In that sense, it should be pointed out that the alteration of tumor HLA-I expression is a major issue, that is quite common in patients with breast cancer, due to which the response rates of immunotherapy are not as high as it was expected. Notably, most of the aforementioned nanotherapeutic approaches are based on the enhancement of tumor antigen presentation to trigger the antitumor CTL response. However, these strategies will not be effective if the tumor HLA-I complex is altered, as tumor antigens will not be presented to T cells even if they are activated. Considering this, evaluating this mechanism of immune escape may be crucial to improve immunotherapy outcomes in breast cancer patients. Nevertheless, to our knowledge, not a single nanomedicine strategy has been still designed to effectively target or recover HLA-I expression in cancer cells. Furthermore, none of the previous approaches evaluated the impact of tumor HLA-I expression on treatment efficacy. Importantly, patients with reversible tumor HLA-I alterations can recover in response to immunotherapies, whereas those who have irreversible defects may not significantly benefit from these treatments.

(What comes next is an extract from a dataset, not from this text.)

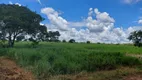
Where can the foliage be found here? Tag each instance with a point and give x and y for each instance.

Therefore, the analysis of tumor HLA-I expression is a potential biomarker tool for patients to select the most effective treatment. Thus, studying tumor HLA-I expression should also be taken into account in the development of innovative nanomedicine approaches, in order to take the most advantage of their immunotherapeutic potential. In addition, HLA-I independent nanotherapies, such as strategies based on CAR-T cells or NK cells, should also be improved in future studies, as their therapeutic efficacy may not be affected by the loss of HLA-I expression during the evolution of cancer.

In conclusion, numerous nanomedical approaches have been demonstrated to effectively override many mechanisms of immune escape in breast cancer and enhance the efficacy of the existing therapies. Even though the resolution of some drawbacks of nanomedicine is still necessary, the overcoming of tumor immune escape using nanomedicine offers great preliminary promise. Therefore, nanomedicine provides the opportunity to dramatically improve cancer immunotherapy and opens the door to a novel and revolutionary concept of breast cancer treatment.